Люди лежали навзничь, и вверху над ними медленно открывалась трудная, смутная ночь, — настолько тихая, что оттуда, казалось, иногда произносились слова, и заснувшие вздыхали им в ответ.
— Чего ж молчишь, как темнота? — переспросил Копенкин. — О звезде горюешь? Звезды тоже — серебро и золото, не наша монета.
Яков Титыч своих слов не стыдился.
— Я не говорил, а думал, — сказал он. — Пока слово не скажешь, то умным не станешь, оттого что в молчании ума нету — есть одно мученье чувства…
— Стало быть, ты умный, раз говоришь, как митинг? — спросил Копенкин.
— Умный я стался не оттого…
— А отчего ж? Научи меня по-товарищески, — попросил Копенкин.
— Умный я стался, что без родителей, без людей человека из себя сделал. Сколько живья и матерьялу я на себя добыл и пустил — сообрази своим умом вслух.
— Наверно, избыточно! — вслух подумал Копенкин.

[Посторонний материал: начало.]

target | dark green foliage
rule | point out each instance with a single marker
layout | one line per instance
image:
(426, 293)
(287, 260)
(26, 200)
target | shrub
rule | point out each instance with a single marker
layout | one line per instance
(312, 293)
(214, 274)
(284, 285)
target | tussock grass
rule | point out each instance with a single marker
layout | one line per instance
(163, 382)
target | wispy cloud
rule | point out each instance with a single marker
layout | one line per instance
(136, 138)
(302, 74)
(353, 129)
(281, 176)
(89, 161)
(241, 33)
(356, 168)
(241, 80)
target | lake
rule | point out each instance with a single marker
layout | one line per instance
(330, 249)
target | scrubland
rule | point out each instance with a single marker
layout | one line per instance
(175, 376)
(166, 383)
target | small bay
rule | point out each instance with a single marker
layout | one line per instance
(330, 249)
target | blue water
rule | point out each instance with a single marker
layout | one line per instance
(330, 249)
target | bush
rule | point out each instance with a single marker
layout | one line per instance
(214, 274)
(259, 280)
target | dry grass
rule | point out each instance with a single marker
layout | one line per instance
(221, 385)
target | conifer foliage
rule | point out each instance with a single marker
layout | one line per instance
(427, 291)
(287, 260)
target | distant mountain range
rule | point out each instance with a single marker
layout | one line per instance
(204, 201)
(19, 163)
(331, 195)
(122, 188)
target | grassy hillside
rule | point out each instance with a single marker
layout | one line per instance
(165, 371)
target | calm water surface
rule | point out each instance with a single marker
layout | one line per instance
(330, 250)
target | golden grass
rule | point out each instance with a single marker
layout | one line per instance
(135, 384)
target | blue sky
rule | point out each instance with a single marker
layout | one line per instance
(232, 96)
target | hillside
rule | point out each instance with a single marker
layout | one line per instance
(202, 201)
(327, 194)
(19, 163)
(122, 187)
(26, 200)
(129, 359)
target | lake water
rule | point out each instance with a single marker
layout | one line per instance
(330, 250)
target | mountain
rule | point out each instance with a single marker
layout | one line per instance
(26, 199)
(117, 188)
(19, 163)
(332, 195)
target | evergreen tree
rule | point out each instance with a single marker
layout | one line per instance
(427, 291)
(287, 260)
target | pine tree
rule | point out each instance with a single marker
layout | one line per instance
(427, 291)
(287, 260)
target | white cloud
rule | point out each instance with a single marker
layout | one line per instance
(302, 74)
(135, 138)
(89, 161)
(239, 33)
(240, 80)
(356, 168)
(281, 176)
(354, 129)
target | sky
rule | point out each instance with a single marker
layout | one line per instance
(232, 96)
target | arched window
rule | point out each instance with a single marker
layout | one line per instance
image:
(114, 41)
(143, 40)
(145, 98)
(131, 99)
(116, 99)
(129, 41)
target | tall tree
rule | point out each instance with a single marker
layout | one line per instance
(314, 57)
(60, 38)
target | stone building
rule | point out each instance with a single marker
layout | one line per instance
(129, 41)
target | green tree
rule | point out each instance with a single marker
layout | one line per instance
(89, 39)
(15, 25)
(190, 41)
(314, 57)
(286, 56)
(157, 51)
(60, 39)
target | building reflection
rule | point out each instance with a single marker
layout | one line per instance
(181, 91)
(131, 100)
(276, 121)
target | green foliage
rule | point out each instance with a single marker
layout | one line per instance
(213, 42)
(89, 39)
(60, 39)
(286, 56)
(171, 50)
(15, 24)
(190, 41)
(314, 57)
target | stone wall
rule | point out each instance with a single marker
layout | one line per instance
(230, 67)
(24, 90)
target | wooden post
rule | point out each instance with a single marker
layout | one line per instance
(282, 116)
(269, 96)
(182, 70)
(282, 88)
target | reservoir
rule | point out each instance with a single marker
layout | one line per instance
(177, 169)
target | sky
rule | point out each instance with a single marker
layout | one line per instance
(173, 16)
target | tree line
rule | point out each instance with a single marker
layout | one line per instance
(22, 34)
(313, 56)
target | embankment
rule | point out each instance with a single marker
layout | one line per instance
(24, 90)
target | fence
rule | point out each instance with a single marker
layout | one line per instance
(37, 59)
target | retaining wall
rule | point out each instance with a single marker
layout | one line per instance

Яков Титыч сначала вздохнул от своей скрытой совести, а потом открылся Копенкину:
— Истинно, что избыточно. На старости лет лежишь и думаешь, как после меня земля и люди целы? Сколько я делов поделал, сколько еды поел, сколько тягостей изжил и дум передумал, будто весь свет на своих руках истратил, а другим одно мое жеваное осталось. А после увидел, что и другие на меня похожи, и другие с малолетства носят свое трудное тело, и всем оно терпится.
— Отчего с малолетства? — не понимал Копенкин. — Сиротою, что ли, рос, иль сам отец от тебя отказался?
— Без родителя, — сказал старик. — Вместо него к чужим людям пришлось привыкать и самому без утешения всю жизнь расти…
— А раз у тебя отца не было, чего ж ты людей на звезды ценишь? — удивлялся Копенкин. — Люди тебе должны быть дороже: кроме них, тебе некуда спрятаться, твой дом посреди их на ходу стоит… Если б ты был настоящим большевиком, то ты бы все знал, а так — ты одна пожилая круглая сирота. <…>
Яков Титыч тоже затих; он нашел себе в Чевенгуре лапти, подшил их валенком и пел заунывные песни шершавым голосом — песни он назначал для одного себя, замещая ими для своей души движение вдаль, но и для движения уже приготовил лапти — одних песен для жизни было мало.
Кирей слушал песни старика и спрашивал его: о чем ты горюешь, Яков Титыч, жить тебе уже хватит!
Яков Титыч отказывался от своей старости — он считал, что ему не пятьдесят лет, а двадцать пять, так как половину жизни он проспал и проболел — она не в счет, а в ущерб.
— Куда ж ты пойдешь, старик? — спрашивал Кирей. — Тут тебе скучно, а там будет трудно: с обеих сторон тесно.
— Промежду пойду, выйду на дорогу — и душа из меня вон выходит: идешь, всем чужой, себе не нужен: откуда во мне жизнь, туда она и пропадает назад. <…>
Яков Титыч всех собирал в одно место и сам шагал сзади всех, высокий и огорченный, как пастух гонимых. Когда он поднимал голову на небо, он чувствовал, что дыхание ослабевает в его груди, будто освещенная легкая высота над ним сосала из него воздух, дабы сделать его легче, и он мог лететь туда. «Хорошо быть ангелом, — думал Яков Титыч, — если б они были. Человеку иногда скучно с одними людьми».